Wellspire’s valuation expanded sharply, with its PER rising from 14.74 times at IPO to 39.41 times, making it one of the most expensive stocks in the 2023 IPO cohort.
Industrial player Critical Holdings Bhd (KL:CHB), which later transferred to the Main Market in October 2025, rose 150% to 87.5 sen, from its IPO price of 35 sen. The group strengthened its balance sheet materially, growing cash to RM100.84 million while keeping borrowings around RM3 million. Before raising RM26.02 million from its IPO, its cash pile stood at RM9.71 million.
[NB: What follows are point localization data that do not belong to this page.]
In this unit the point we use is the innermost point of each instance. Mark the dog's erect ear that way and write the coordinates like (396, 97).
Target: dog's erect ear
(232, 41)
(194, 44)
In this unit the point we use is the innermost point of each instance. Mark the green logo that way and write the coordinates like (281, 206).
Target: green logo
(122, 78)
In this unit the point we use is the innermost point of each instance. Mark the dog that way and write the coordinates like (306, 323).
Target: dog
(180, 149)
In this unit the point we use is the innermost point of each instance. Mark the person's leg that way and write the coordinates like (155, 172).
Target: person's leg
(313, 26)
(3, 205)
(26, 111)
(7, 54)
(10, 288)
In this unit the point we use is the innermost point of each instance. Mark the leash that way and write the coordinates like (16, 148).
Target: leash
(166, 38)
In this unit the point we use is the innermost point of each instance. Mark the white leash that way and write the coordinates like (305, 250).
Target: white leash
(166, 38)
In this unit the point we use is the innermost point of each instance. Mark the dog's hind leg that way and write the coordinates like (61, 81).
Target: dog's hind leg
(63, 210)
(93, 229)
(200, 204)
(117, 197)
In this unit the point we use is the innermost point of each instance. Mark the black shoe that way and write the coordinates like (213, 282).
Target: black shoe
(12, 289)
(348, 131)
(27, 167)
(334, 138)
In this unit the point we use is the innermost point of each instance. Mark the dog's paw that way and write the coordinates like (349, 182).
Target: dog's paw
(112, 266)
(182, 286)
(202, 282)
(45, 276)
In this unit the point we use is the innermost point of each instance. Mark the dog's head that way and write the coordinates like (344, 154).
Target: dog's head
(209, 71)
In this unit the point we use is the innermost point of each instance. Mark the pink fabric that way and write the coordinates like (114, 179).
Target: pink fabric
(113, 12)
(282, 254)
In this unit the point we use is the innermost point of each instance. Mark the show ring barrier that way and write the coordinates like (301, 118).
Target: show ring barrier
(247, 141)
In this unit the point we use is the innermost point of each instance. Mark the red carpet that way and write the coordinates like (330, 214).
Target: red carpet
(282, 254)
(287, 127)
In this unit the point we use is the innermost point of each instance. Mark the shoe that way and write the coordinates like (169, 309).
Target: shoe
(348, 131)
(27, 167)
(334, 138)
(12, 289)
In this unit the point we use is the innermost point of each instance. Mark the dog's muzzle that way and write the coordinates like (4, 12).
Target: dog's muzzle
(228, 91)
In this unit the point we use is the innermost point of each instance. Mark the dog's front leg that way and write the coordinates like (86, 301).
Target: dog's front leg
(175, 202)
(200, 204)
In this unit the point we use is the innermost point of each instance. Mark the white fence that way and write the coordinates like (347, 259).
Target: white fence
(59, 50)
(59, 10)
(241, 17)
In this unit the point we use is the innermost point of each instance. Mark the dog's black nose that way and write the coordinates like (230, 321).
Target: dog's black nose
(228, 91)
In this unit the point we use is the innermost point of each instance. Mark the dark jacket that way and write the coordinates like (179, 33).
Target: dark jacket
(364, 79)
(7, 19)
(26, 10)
Infrastructure utilities engineering solutions provider Jati Tinggi Group Bhd (KL:JTGROUP) emerged as another winner, climbing nearly 139% to 64.5 sen from its IPO price of 35 sen. Its growth was supported by its order book, which stood at RM710 million as at Sept 30, 2025, providing earnings visibility for the next two to three financial years.
At the other end of the spectrum, several ACE Market IPOs disappointed.
Packaging solutions provider L&P Global Bhd (KL:L&PBHD) was the worst performer, with its shares down 65% to 10.5 sen, from the IPO price of 30 sen. Despite reporting cumulative profits of RM5.95 million, its borrowings of RM25.65 million exceeded cash balances, while its end-2025 PER ballooned to 45.65 times, from 11.72 times when it listed.
Construction engineering solutions and services provider Plytec Holding Bhd (KL:PLYTEC) lost nearly 59% to 14.5 sen, from its IPO price of 35 sen; and aesthetic medical services provider DC Healthcare Holdings Bhd (KL:DCHCARE) fell 54% to 11.5 sen, from its IPO price of 25 sen.